I completely stand behind Saw. It's as influential a movie as Halloween, and happens to actually be decent cinema as well.
The difficulty with international cinema is that it is inherently less likely to achieve its mark with a Western audience simply because of the difference in cultural sensibilities. Great French classics like Jean de Floret and the Three Colours movies just leave me completely cold. Likewise I respect Akira Kurosawa but find his films long winded and unfocused.
Even non-American Western films... as an Australian, I just can't get excited about Australian cinema. We're still struggling to make anything that isn't either a cop movie or a moving exploration of gender identity. Our few forays into genre cinema have been... disappointing (ick, Cut).
For all the complaints that can be made about it, Hollywood is the world center of cinema for a reason. A higher concentration of talent, of money, and volume of pictures produced just makes them statistically likely to produce most of the best films. The trick is finding them among the much greater quality of rubbish that gets floated alongside.
I really enjoyed this list. I just have three that I wish I had seen on here. I am almost positive that Grosse Point Blank is one of the finest movies ever produced. Also where you listed Toy Story, did you mean Toys (Robin Williams)? Finally, I think that Inside Man deserves an honorable mention.
Great compilation!
Grosse Point Blank was... average. Sorry, it was.
I absolutely did NOT mean Toys. That movie was very, very bad. Excellent soundtrack notwithstanding.
And I can't say I've seen Inside Man. Tell me more about it.
No Sin City??? C'mon!
The Lives Of Others (2006, subtitled - German) should be on this list for sure, its an amazing film with covers everything from politics, ethics, romance and morality.

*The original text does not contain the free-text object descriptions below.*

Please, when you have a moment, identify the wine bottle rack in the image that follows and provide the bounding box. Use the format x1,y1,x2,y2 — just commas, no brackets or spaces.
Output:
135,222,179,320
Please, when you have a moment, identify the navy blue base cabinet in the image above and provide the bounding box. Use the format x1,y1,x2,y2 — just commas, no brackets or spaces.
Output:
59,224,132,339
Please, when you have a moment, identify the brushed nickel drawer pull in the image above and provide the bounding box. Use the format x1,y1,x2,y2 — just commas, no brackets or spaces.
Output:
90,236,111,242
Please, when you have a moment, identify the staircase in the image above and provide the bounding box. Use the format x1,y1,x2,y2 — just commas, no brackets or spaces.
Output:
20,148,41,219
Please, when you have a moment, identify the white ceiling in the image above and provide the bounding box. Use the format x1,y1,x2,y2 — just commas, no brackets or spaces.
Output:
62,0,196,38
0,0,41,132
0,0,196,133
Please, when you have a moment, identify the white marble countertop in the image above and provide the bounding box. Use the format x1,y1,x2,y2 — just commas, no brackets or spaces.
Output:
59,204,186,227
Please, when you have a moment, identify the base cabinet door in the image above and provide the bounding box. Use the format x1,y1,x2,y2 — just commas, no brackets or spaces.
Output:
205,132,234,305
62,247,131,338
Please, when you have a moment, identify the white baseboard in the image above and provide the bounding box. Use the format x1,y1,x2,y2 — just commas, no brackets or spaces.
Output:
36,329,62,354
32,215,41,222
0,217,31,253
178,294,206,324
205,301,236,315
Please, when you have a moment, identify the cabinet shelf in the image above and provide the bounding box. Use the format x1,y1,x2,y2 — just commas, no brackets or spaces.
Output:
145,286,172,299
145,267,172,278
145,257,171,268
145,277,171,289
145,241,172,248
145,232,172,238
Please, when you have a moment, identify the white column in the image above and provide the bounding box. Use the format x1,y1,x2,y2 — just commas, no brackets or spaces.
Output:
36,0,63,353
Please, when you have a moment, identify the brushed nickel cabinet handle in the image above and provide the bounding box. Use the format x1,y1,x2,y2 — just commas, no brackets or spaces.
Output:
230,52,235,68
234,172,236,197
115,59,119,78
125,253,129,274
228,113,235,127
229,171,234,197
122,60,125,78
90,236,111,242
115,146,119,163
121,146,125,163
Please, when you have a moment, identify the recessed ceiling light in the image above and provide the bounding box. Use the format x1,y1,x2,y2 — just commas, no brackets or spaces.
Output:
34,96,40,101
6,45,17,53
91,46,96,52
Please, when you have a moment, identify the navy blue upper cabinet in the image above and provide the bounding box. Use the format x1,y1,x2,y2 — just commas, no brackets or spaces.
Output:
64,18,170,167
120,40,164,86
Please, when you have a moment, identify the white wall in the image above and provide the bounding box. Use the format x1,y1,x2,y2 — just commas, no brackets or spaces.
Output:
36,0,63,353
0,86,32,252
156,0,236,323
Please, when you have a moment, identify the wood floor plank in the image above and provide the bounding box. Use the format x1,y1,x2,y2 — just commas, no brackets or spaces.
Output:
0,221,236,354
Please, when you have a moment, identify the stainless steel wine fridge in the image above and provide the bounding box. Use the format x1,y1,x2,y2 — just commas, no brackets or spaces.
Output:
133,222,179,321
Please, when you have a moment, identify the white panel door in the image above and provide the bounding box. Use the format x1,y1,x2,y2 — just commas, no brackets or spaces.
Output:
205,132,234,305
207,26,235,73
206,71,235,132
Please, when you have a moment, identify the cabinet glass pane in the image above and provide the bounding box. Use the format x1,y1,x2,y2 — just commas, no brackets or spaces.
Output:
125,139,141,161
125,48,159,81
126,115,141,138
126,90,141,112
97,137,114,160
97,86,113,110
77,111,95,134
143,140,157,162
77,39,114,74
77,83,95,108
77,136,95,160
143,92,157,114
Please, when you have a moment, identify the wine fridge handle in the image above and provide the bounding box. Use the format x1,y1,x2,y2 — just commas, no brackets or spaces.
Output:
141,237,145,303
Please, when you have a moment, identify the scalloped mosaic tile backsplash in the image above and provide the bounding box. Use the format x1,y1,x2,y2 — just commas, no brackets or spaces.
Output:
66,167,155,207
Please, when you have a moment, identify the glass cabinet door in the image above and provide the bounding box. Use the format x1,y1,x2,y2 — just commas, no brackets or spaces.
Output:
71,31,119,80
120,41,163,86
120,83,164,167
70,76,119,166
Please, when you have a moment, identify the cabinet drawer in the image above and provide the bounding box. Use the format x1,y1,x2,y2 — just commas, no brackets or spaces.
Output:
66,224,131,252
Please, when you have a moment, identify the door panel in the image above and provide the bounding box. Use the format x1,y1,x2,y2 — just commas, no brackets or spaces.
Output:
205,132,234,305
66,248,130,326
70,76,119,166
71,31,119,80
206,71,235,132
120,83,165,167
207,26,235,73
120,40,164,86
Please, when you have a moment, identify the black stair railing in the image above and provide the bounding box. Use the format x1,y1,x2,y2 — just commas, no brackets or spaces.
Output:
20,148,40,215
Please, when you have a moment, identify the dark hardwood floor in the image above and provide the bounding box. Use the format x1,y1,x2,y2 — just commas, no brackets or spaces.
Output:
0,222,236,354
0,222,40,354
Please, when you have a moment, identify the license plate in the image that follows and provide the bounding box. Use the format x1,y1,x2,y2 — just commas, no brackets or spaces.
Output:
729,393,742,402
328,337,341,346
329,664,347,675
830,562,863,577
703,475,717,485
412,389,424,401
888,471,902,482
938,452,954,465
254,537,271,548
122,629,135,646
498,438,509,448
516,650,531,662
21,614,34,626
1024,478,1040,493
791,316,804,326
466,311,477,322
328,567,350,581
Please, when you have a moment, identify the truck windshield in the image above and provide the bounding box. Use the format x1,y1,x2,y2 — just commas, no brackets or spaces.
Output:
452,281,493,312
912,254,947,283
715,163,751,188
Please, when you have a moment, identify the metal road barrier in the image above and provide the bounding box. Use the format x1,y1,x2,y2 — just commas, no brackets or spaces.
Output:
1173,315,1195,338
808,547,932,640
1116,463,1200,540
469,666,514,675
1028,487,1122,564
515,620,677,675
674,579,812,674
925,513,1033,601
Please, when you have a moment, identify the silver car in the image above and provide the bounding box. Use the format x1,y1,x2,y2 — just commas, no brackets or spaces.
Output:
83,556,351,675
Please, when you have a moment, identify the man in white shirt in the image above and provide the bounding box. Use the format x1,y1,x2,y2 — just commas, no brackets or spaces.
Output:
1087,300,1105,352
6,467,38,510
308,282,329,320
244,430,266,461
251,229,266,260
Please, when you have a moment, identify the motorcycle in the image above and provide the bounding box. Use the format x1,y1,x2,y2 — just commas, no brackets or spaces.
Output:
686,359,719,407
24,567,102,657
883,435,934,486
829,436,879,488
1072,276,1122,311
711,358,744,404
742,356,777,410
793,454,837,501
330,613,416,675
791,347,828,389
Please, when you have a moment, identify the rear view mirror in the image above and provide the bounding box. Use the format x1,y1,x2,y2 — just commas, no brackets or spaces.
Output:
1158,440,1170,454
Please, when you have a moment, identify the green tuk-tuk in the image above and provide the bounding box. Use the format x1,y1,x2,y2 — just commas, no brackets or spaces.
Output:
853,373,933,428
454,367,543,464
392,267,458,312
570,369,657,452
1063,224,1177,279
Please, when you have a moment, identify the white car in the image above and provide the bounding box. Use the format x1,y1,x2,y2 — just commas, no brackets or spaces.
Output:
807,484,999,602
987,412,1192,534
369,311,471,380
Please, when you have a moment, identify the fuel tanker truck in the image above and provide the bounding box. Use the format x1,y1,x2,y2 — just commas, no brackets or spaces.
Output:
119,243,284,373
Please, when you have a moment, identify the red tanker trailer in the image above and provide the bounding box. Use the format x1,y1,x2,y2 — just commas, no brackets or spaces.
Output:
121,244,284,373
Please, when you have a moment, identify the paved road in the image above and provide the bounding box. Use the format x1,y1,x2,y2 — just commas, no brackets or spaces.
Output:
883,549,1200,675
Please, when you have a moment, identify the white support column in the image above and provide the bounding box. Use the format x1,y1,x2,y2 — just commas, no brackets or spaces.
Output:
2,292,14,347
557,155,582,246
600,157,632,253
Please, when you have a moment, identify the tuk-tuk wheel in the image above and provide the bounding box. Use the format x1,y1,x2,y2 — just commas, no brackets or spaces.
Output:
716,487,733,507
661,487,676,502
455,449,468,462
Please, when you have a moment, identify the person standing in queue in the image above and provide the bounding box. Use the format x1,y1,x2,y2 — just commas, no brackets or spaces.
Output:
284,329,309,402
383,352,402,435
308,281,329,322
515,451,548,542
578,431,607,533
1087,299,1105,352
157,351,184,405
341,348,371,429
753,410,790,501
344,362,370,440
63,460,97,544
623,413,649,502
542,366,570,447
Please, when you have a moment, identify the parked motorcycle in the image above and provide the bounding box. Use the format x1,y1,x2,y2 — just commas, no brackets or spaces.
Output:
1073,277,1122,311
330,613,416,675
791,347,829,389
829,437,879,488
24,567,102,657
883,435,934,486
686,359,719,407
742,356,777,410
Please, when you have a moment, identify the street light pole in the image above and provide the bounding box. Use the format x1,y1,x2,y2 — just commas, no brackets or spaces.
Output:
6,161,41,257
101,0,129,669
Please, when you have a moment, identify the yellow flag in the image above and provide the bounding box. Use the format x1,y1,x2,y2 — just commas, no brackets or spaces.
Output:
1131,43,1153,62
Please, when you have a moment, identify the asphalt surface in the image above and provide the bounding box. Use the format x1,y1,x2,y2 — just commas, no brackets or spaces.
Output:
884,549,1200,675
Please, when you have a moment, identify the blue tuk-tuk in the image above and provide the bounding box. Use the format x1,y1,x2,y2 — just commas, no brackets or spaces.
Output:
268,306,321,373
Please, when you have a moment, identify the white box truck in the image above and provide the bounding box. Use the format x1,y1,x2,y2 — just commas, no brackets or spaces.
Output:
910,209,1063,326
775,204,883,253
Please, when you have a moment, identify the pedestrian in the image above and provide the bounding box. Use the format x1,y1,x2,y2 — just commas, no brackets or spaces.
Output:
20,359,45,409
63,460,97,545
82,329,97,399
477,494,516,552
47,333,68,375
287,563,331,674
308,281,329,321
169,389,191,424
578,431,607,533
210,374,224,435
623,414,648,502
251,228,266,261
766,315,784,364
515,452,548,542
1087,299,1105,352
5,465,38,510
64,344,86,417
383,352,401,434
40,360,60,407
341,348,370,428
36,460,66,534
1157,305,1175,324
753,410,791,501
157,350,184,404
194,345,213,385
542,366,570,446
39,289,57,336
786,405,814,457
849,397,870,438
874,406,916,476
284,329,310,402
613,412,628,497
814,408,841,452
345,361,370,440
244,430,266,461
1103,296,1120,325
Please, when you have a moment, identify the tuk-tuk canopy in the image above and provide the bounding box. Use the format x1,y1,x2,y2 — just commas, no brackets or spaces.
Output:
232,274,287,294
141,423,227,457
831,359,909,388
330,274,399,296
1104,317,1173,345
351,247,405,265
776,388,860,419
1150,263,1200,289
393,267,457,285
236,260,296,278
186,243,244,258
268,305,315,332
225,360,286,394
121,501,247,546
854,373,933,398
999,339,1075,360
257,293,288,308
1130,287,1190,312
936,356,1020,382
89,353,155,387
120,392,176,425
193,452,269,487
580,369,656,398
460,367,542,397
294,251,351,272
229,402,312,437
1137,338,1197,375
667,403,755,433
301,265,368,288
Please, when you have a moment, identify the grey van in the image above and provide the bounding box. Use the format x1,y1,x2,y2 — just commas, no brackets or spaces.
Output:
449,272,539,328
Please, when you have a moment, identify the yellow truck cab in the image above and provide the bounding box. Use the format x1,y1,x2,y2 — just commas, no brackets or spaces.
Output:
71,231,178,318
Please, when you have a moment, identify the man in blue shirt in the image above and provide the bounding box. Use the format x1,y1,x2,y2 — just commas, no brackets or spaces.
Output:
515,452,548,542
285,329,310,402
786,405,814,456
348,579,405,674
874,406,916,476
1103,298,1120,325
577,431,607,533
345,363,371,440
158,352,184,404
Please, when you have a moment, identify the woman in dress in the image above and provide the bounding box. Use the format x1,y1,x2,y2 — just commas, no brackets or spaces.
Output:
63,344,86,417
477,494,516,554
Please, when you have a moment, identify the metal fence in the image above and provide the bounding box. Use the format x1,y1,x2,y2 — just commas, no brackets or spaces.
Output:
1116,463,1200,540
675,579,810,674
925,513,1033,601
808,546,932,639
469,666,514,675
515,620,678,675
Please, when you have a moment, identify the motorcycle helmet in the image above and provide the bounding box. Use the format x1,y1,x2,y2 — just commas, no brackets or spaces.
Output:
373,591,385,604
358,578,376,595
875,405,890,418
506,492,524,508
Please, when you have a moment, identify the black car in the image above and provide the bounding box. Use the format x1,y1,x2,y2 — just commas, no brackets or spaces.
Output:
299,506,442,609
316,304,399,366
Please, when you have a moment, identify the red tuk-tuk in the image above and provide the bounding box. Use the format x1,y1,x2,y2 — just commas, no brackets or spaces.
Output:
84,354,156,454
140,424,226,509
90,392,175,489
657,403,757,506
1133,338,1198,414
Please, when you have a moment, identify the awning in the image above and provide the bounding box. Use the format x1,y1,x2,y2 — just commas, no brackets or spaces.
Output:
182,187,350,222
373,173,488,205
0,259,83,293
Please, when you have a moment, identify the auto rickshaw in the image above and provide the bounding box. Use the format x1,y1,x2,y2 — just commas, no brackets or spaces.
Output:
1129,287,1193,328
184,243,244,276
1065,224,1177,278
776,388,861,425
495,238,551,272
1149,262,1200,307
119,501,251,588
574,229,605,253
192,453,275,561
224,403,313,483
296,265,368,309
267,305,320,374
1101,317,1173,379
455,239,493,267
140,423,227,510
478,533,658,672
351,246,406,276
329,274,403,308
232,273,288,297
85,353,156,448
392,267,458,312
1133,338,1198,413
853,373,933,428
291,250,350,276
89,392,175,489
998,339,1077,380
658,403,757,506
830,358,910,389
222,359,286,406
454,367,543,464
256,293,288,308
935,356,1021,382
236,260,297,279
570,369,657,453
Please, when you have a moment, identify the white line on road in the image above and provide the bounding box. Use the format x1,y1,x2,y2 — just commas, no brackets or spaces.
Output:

Perfect addition. You'll love it, I promise.
Wow, how awesome. I have no explanation for what took me to long to discover this list got finished. For the record, I agree with anon about grosse point blank.
Interesting list, and I'm hoping taht it wasn't a no 1 to 100 in that order, because if it was I must say I'm very disappointed with the top ten.
Having said that there are plenty of foreign movies out there that should be included, and that includes the Three Colour series from France - I'm Australian but still get the concept and feel of those movies - I don't think that being non-french means you will feel cold after watching them.
There are some brillient movies that have come out of Korean and Japan from early on and of late - sorry at work so they skip the memory.
However as for your dialect on the Australian film industry - well each to their own, while I;m not necessarily always enamoured by what comes out of it, there are some very good films being made in Australia - Matrix for one - classed as a Hollywood film, but made completely in Australia, hence an Australian film by virtue. Having said all that most unfortunately don't make a mark on the wider international community and hence why most people don't rate them nor see them.
Clearly you have been Americanise too much, especially with some of the movies on your list. But then again that's what lists are, very personal and personalise thoughts on what you like compared to what others like and they will always be full of conjecture as no-one will completely agree with eveyr list out there.
BTW I love Dark City - great concept and works brillently well.
There are a lot of excellent movies in this list so I think The Blair Witch Project is the worst, because that movie didn't scared me at all, I have to say you I went to the cinema and I got slept because it was o
so boring.m10m
American Beauty is excellent, as well as Fight Club. Pulp Fiction an all time classic.